Diary of a Girl Without Commitments
Today is my 5th day of Freedom since my class ended. The last 2+ months made for one long haul; pretty much every minute of free time was zapped by course work, with every other minute zapped by guilt when I wasn't doing course work. A vicious cycle, indeed, which ended Saturday morning at 9am when I dropped all my course materials in the mail and began...the Rest of My Life.
So far the Rest of My Life has been going ok. It started with that fortuitous vacuum cleaner sighting, and continued with a walk in Central Park. I hadn't slept at all the night before, but the day was too sunny and too Spring-y to stay home napping. While traipsing around the Reservoir, enjoying the newly-flowering trees and counting the number of turtles I passed (22!), I came up with the brilliant and hilarious plan to compile a portfolio of pictures of animal butts. (PS-If you don't agree that this idea is both brilliant and hilarious, then you probably aren't sleep-deprived.)
Please enjoy this sampling of my work, a photo I call "Double-Geese-Butt Shot":
The rest of Saturday and Sunday passed in a blur of productive cleaning and napping and recovery. I tested out my new M.O. of asking "What do you want to do right now?" instead of "What do you have to do?" It felt pretty good. Life felt pretty good, really - more interesting and hope-full than it has in a while. I took deep breaths. I took long walks. I stretched.

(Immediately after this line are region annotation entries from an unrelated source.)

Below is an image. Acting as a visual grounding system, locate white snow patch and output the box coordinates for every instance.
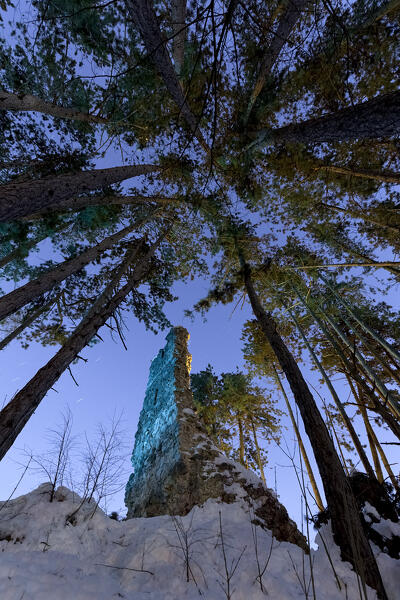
[0,484,400,600]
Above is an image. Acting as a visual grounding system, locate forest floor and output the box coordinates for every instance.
[0,483,400,600]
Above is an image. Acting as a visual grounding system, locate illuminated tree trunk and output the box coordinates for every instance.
[242,261,387,600]
[0,165,161,223]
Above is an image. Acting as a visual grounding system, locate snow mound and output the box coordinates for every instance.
[0,483,400,600]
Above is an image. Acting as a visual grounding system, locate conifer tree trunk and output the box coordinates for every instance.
[251,419,266,485]
[319,274,400,364]
[0,221,71,268]
[243,0,310,124]
[0,90,108,124]
[316,165,400,183]
[237,415,246,467]
[126,0,209,152]
[273,365,324,511]
[354,377,400,492]
[172,0,186,75]
[250,91,400,148]
[286,307,375,478]
[0,238,161,460]
[0,294,61,350]
[243,264,388,600]
[291,283,400,439]
[21,194,173,221]
[0,165,161,223]
[0,225,136,321]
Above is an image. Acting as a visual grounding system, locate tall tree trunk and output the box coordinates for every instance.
[315,165,400,183]
[0,294,60,350]
[0,234,161,460]
[237,415,246,467]
[354,378,400,492]
[286,307,375,478]
[243,264,387,600]
[273,365,324,511]
[250,91,400,148]
[337,242,400,278]
[346,375,383,483]
[243,0,310,125]
[0,165,162,222]
[0,224,136,321]
[171,0,186,75]
[0,90,108,124]
[126,0,209,152]
[319,274,400,364]
[251,419,267,485]
[319,202,400,235]
[21,195,175,220]
[291,283,400,439]
[323,402,350,477]
[324,313,400,417]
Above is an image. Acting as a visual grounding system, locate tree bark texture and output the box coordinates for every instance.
[250,91,400,148]
[0,90,108,124]
[274,365,324,511]
[126,0,208,152]
[0,225,135,321]
[21,195,177,220]
[244,0,310,124]
[171,0,186,75]
[286,307,375,479]
[0,234,159,460]
[315,165,400,183]
[0,298,57,350]
[0,165,161,222]
[244,265,387,600]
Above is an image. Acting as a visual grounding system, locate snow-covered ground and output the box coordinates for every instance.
[0,484,400,600]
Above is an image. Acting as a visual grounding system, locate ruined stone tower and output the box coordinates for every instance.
[125,327,306,548]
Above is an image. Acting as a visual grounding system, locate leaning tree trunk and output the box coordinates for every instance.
[0,233,161,460]
[21,194,175,219]
[237,416,246,467]
[291,283,400,439]
[0,165,162,222]
[0,225,136,321]
[251,419,267,485]
[0,90,108,124]
[0,294,61,350]
[126,0,209,152]
[249,91,400,148]
[286,307,375,478]
[171,0,186,75]
[243,264,387,600]
[319,273,400,364]
[0,221,71,268]
[243,0,310,124]
[315,165,400,183]
[273,365,324,511]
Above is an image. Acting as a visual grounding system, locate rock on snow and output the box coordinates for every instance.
[0,483,400,600]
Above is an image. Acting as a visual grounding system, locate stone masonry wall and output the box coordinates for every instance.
[125,327,307,549]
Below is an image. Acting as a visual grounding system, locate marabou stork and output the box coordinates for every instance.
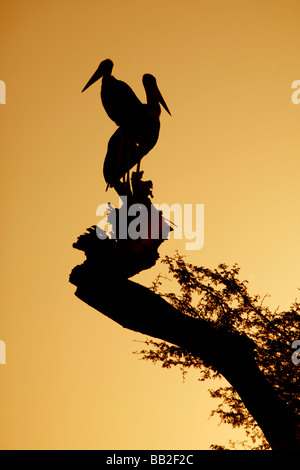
[103,74,171,186]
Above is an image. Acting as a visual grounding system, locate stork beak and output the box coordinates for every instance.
[81,67,103,93]
[157,89,172,116]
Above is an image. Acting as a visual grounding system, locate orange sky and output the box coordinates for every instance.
[0,0,300,449]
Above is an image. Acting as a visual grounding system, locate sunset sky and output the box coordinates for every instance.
[0,0,300,450]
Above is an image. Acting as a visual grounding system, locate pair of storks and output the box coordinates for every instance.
[82,59,171,187]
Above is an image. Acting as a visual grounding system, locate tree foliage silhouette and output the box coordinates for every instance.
[139,254,300,450]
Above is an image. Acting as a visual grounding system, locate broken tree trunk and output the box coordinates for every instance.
[70,227,300,450]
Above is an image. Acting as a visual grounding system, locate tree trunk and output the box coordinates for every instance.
[71,265,300,450]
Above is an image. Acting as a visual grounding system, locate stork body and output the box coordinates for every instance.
[82,59,171,186]
[82,59,143,130]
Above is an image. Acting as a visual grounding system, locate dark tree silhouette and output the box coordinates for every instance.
[135,254,300,450]
[70,235,300,450]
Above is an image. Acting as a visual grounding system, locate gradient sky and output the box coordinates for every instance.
[0,0,300,449]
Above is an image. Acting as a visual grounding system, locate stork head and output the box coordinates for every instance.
[143,73,171,116]
[81,59,114,93]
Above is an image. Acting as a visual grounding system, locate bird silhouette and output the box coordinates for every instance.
[103,74,171,186]
[82,59,143,131]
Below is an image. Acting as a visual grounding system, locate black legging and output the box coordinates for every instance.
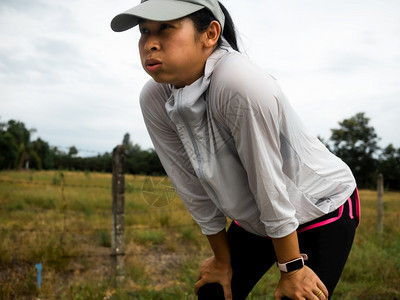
[198,194,359,300]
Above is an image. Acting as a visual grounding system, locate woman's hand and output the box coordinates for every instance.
[194,256,232,300]
[274,266,329,300]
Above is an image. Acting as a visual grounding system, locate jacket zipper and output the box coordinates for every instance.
[177,91,224,212]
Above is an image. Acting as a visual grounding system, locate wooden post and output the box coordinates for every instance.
[111,146,125,287]
[376,174,383,234]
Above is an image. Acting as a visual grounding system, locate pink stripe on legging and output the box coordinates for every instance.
[297,204,344,233]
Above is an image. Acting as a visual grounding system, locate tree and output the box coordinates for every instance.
[330,113,380,188]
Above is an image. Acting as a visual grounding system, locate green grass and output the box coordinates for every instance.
[0,171,400,300]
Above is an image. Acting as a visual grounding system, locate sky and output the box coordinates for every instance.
[0,0,400,156]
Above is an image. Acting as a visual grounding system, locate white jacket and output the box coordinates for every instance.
[140,42,356,238]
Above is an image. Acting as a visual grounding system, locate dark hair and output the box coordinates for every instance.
[188,2,239,51]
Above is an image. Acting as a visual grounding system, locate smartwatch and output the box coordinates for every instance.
[276,254,308,273]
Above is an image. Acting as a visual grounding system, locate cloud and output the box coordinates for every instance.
[0,0,400,156]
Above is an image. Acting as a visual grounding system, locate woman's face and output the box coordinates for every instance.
[139,18,210,88]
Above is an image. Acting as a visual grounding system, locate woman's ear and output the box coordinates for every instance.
[204,21,221,47]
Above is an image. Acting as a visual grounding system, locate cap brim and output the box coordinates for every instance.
[111,0,204,32]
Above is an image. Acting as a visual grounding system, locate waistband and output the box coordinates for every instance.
[234,188,361,238]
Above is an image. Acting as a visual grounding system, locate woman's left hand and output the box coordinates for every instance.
[194,256,232,300]
[274,266,329,300]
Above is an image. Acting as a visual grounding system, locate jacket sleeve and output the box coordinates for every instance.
[214,58,298,238]
[140,80,227,235]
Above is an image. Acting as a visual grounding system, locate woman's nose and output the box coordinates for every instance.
[144,38,160,52]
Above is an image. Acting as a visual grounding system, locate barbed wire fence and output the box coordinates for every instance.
[0,146,197,298]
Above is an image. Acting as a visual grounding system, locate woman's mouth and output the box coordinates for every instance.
[146,59,162,73]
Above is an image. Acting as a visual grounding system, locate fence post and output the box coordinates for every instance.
[111,146,125,287]
[376,174,383,234]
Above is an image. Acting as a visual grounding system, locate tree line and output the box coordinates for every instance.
[0,113,400,190]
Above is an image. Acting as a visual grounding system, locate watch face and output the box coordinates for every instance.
[286,258,304,272]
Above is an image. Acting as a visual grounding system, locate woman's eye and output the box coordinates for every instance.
[160,24,172,30]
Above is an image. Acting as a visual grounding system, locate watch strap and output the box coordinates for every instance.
[276,254,308,273]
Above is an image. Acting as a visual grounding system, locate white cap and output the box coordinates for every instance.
[111,0,225,32]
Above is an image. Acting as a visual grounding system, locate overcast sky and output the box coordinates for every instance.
[0,0,400,156]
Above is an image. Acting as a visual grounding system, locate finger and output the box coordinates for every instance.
[222,285,232,300]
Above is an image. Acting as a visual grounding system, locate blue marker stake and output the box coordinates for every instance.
[36,264,42,289]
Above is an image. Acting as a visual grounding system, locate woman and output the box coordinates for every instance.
[111,0,359,299]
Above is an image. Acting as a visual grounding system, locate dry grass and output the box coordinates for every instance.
[0,171,400,299]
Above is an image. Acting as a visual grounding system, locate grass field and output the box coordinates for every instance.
[0,171,400,300]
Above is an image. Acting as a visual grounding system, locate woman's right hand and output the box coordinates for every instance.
[194,256,232,300]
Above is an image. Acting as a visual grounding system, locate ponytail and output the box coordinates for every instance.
[188,2,239,51]
[218,2,239,51]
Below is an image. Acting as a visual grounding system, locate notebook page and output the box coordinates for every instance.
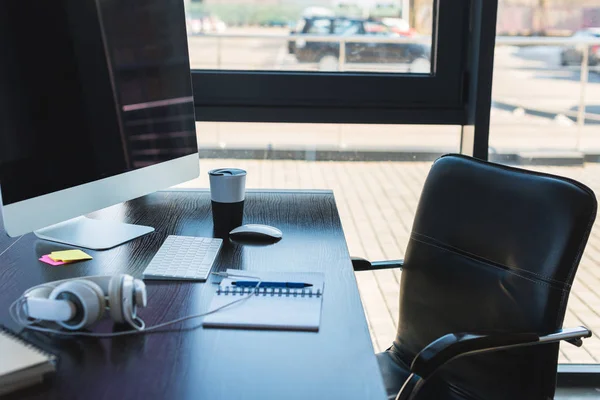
[0,330,50,377]
[203,271,324,331]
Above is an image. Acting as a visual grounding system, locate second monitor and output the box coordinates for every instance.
[0,0,199,249]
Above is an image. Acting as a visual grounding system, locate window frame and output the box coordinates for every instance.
[192,0,470,125]
[192,0,600,387]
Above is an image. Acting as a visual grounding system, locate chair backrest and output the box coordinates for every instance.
[393,155,597,400]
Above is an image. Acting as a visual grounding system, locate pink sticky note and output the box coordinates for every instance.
[40,255,68,267]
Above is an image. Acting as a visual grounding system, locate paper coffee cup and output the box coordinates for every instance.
[208,168,246,236]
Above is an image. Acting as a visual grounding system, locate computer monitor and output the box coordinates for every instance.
[0,0,199,249]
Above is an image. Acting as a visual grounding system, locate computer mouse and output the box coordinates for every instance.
[229,224,283,243]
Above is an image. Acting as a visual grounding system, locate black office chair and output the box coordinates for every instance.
[353,155,597,400]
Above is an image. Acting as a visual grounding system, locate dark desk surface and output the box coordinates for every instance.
[0,191,385,400]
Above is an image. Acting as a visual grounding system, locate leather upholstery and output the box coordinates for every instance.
[378,155,597,400]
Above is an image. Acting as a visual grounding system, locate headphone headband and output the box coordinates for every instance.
[22,274,146,330]
[25,275,113,297]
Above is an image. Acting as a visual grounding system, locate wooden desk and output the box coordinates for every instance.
[0,191,385,400]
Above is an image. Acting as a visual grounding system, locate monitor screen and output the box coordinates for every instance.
[0,0,198,205]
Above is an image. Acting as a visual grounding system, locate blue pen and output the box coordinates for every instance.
[231,281,312,289]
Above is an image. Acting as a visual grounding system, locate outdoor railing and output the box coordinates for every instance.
[194,33,600,126]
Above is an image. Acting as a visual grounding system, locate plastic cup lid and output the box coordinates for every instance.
[208,168,246,176]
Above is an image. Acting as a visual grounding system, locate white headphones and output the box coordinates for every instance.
[9,272,262,338]
[16,274,147,331]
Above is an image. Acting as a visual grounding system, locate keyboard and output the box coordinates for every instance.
[144,235,223,281]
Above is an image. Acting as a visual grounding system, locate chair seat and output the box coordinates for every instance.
[376,350,483,400]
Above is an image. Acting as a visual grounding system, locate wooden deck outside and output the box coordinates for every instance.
[182,159,600,363]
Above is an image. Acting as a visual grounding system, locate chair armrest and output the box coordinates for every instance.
[351,257,404,271]
[410,326,592,379]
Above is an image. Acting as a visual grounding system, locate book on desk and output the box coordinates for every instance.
[202,269,324,332]
[0,325,56,396]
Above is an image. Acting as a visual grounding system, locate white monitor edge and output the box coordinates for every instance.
[0,153,200,237]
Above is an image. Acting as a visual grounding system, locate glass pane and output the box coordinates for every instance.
[186,0,434,73]
[490,17,600,364]
[180,122,460,351]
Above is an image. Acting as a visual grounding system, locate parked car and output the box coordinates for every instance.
[186,14,227,35]
[560,28,600,66]
[381,18,416,37]
[288,16,431,72]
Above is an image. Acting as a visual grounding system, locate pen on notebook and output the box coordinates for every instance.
[231,281,312,289]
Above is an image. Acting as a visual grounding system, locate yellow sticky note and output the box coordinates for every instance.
[49,250,92,262]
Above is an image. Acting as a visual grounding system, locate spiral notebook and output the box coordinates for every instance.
[203,270,324,332]
[0,325,56,396]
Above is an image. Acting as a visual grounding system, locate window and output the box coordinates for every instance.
[180,122,460,351]
[187,0,471,124]
[490,21,600,364]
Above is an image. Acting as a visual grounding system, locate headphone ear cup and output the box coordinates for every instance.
[108,274,127,323]
[49,279,105,330]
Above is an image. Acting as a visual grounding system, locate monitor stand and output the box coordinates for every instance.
[34,217,154,250]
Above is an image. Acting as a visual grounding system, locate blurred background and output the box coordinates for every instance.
[177,0,600,364]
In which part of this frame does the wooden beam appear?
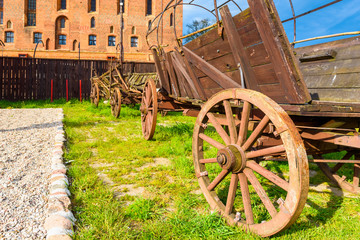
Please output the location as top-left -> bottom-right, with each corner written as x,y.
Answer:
182,46 -> 241,89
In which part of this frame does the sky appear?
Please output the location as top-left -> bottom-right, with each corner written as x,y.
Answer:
183,0 -> 360,47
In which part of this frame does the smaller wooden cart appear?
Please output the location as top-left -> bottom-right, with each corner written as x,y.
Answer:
90,64 -> 157,118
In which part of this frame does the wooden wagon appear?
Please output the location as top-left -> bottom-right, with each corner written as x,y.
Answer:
90,63 -> 157,118
140,0 -> 360,237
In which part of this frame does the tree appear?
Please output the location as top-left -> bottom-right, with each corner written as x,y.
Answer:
184,18 -> 211,43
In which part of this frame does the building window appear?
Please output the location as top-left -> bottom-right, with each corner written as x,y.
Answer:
131,37 -> 138,47
90,17 -> 95,28
6,20 -> 12,29
108,36 -> 115,47
5,32 -> 14,43
58,0 -> 66,10
26,0 -> 36,26
117,0 -> 125,13
34,33 -> 42,43
146,0 -> 152,15
59,35 -> 66,45
89,35 -> 96,46
0,0 -> 4,25
60,18 -> 65,28
89,0 -> 96,12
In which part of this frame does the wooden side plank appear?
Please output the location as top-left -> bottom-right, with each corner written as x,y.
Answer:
248,0 -> 311,104
220,5 -> 259,91
182,46 -> 241,89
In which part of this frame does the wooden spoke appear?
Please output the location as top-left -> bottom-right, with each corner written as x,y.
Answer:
246,161 -> 289,191
353,164 -> 360,187
238,173 -> 254,224
199,158 -> 217,163
236,101 -> 251,146
206,112 -> 230,145
244,168 -> 277,217
225,174 -> 239,214
246,145 -> 285,158
207,170 -> 229,191
192,87 -> 309,237
199,133 -> 225,149
223,100 -> 237,144
242,115 -> 270,151
330,152 -> 354,173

Sunday night my friend BANaNAs rolled into town for a couple of days, and we celebrated the Rest of My Life by eating good food & good pastries, and talkin' 'bout life, careers, Scandinavia, and of course, Kurt Browning. Leaving work Monday evening for a stroll up Madison Ave. with a friend, instead of rushing off to a coffee shop to spend quality time with my text books, felt great! More deep breaths.
Today, however, I fear the sheen of this newfound freedom is dulling slightly. I don't quite know what to do with myself, with my free time, and with The Rest of My life (ah, the $million$ question). Do I read this book, or that book? Job search? Watch a movie? Go to bed at 8pm every night? Take up oil painting and macrame and sign up for a tango class?
Now, what I really need to do, what my head & heart really need me to do, is a whole bunch of soul-searching, prayerful self-reflection. I'm not so good at reflection. It doesn't fit neatly on a To-Do list, because reflection often involves sitting quietly somewhere, not doing anything, ostensibly.
Nonetheless, there's no way around it. So stay tuned for more on what I've learned over the past few months, reflections on my future, and of course my ongoing struggle with time-management (now that sounds like gripping reading, doesn't it, people!?
1 comment:
I briefly subscribed to PRAY! magazine (I didn't quit b/c it was a poor item, mostly because after having 12 issues on prayer it seemed like enough), and one of the issues was all about personal retreats and how to have one in one day etc. It made for very good reading, and inspired one to have one of those whole day quiet times. So while I don't really do it and I am terrible at even short quiet times, I wouldn't write it off completely as something that would refresh you.